Under most Model UN rules of procedure (THIMUN, NMUN, Harvard, and UN4MUN variants), the motion is in order whenever the floor is open and no speaker holds it. The delegate must specify:
- the purpose (e.g., moderated caucus on humanitarian corridors),
- the total duration, and
- for moderated caucuses, the individual speaking time.
The motion is procedural, requires a simple majority, and is non-debatable, though the chair may take a brief clarifying question. When multiple motions to suspend are on the floor, the chair generally orders them from most to least disruptive — longest unmoderated caucuses first, then shorter ones, then moderated caucuses — and votes on them in that sequence until one passes.

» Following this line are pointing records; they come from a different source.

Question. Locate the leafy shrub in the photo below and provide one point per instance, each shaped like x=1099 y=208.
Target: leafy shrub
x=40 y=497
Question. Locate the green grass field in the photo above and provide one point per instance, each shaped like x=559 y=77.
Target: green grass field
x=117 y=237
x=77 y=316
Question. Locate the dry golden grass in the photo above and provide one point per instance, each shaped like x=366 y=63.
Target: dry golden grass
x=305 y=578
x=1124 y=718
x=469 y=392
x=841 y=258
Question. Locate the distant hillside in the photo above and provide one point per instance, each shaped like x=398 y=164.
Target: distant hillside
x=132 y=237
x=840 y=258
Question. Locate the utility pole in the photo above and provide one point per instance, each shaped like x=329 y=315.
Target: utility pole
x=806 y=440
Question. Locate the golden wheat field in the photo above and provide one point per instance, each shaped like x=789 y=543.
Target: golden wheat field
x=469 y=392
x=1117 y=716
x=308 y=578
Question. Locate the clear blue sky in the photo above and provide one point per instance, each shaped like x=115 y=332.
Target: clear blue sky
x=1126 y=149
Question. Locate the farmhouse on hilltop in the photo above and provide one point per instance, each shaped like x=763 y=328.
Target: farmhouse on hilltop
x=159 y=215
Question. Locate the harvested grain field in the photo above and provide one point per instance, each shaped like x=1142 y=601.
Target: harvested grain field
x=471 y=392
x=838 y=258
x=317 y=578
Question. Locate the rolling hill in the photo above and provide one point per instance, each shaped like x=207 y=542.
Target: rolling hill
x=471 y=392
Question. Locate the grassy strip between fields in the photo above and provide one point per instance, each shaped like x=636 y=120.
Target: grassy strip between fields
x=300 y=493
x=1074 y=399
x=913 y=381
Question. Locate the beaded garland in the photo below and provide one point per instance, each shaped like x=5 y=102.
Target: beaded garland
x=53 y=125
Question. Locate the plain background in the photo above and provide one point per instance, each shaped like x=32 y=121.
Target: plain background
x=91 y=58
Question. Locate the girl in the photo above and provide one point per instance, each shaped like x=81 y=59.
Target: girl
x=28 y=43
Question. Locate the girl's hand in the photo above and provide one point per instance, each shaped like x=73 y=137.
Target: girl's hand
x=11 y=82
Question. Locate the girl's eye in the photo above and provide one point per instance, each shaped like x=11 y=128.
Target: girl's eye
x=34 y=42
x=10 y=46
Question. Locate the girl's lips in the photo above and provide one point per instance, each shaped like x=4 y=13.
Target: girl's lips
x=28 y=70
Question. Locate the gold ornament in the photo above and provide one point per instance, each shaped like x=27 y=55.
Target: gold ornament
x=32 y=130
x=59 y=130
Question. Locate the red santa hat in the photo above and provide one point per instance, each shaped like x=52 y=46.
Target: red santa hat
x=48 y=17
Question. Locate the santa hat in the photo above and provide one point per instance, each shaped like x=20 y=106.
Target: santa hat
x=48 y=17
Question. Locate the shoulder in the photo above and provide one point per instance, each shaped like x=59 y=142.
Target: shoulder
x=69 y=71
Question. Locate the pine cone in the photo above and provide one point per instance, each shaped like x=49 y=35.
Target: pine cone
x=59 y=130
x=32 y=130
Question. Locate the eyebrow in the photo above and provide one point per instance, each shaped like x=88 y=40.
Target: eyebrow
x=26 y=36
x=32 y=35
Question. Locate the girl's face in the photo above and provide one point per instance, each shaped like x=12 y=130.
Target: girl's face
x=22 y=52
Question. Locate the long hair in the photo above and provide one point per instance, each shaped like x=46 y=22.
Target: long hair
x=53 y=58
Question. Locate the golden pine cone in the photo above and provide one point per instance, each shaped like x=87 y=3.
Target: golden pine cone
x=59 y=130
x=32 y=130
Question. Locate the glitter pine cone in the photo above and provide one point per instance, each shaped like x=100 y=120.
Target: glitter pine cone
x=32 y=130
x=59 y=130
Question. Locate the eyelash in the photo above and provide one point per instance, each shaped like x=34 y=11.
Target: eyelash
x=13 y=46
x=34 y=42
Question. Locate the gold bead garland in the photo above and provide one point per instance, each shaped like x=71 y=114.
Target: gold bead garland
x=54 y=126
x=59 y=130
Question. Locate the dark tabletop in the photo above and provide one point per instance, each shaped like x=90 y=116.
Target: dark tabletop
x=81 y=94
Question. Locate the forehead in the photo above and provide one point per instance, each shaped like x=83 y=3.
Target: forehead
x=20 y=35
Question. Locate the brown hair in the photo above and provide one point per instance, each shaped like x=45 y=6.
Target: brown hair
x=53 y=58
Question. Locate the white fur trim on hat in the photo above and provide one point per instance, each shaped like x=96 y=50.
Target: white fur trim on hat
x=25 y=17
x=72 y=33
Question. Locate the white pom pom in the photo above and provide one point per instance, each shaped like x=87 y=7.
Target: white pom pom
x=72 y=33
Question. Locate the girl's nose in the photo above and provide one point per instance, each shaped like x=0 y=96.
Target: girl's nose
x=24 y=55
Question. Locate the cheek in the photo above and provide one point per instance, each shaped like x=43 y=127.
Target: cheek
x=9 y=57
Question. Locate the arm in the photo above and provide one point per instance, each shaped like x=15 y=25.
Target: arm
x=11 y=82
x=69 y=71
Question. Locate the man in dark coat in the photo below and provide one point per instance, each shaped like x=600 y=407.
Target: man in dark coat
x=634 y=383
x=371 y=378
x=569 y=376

Delegates use suspensions strategically: unmoderated caucuses enable bloc formation, working-paper drafting, and informal negotiation, while moderated caucuses concentrate substantive debate on a narrow sub-topic. Overuse of suspensions is a common chair complaint, as it can fragment debate and stall progress toward a draft resolution.
This motion should be distinguished from a motion to adjourn, which ends the meeting entirely (often for the day or the conference), and from a motion to table or postpone debate, which sets aside a specific topic rather than pausing the session. In real UN practice, the analogous tool is the suspension of the meeting under Rule 118 of the General Assembly's Rules of Procedure.
Example
At NMUN New York 2023, a DISEC delegate moved to suspend the meeting for a 20-minute moderated caucus with 1-minute speaking time on autonomous weapons verification mechanisms.